Papers I Read Notes and Summaries

Competitive Training of Mixtures of Independent Deep Generative Models


  • The paper proposes a Competitive training mechanism to train a mixture of independent generative models.

  • The idea is that this mixture of different models would divide the data distribution amongst themselves and specialize to their respective splits.

  • The training procedure is related to clustering-based methods.

  • Link to the paper


  • In causal modeling, a common assumption is that the data is generated by a set of independent mechanisms.

  • It is not known which mechanism generates which datapoint and recovering the underlying mechanisms can be modeled as learning a structural causal generative model.
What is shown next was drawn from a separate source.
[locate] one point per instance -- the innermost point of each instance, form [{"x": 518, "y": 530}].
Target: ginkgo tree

  • The paper assumes that the support of the different generators do not overlap, i.e., the underlying data distribution is factorized into non-overlapping regions.

  • This data factorization is learned using a set of discriminators.

  • If there are $k$ generators, $k$ binary partition functions $c_i, … c_k$ are used.

  • For a given datapoint $x$, if $c_i(x) = 1$ then $c_j(x) = 0$ for all other $j$ and $x$ is assigned to $i^{th}$ generator.

  • For a fixed partition function $c_j^t$ ($t$ denotes the partition function at time $t$), minimize the sum of f-divergence between the model and the data distribution (that is assigned to it). The loss formulation is an upper bound on the f-divergence of the mixture model.

  • In the next step, the data points are re-assigned to the generative models, based on the likelihood of each data point for each model.

  • The likelihood is estimated by training a discriminator that can distinguish the generated samples from the real samples.

Independence as an inductive bias

  • The independence assumption may be too restrictive because the low-level features will be common across the distribution splits.

  • This “violation” can be avoided by pretraining the model using a uniform random split of the dataset. In that case, the independence assumption will hold approximately after pretraining.

  • Another approach could be to share some parameters across the models.

  • A “load balancing” approach is also used where each model always keeps training on the data points assigned to it if not enough data points are assigned to it.

Comparison to VAEs and GANs

  • VAEs tend to be “overly inclusive” of the training distribution, i.e., they try to cover the entire support of the distribution.

  • GANs are prone to mode collapse where the model focuses only on one part of the distribution.

  • The proposed method provides a middle ground where the different generative models can focus on different parts of the distribution.


  • The experiments seem to be limited. The paper shows that their proposed setup improves over the VAE and GAN baselines.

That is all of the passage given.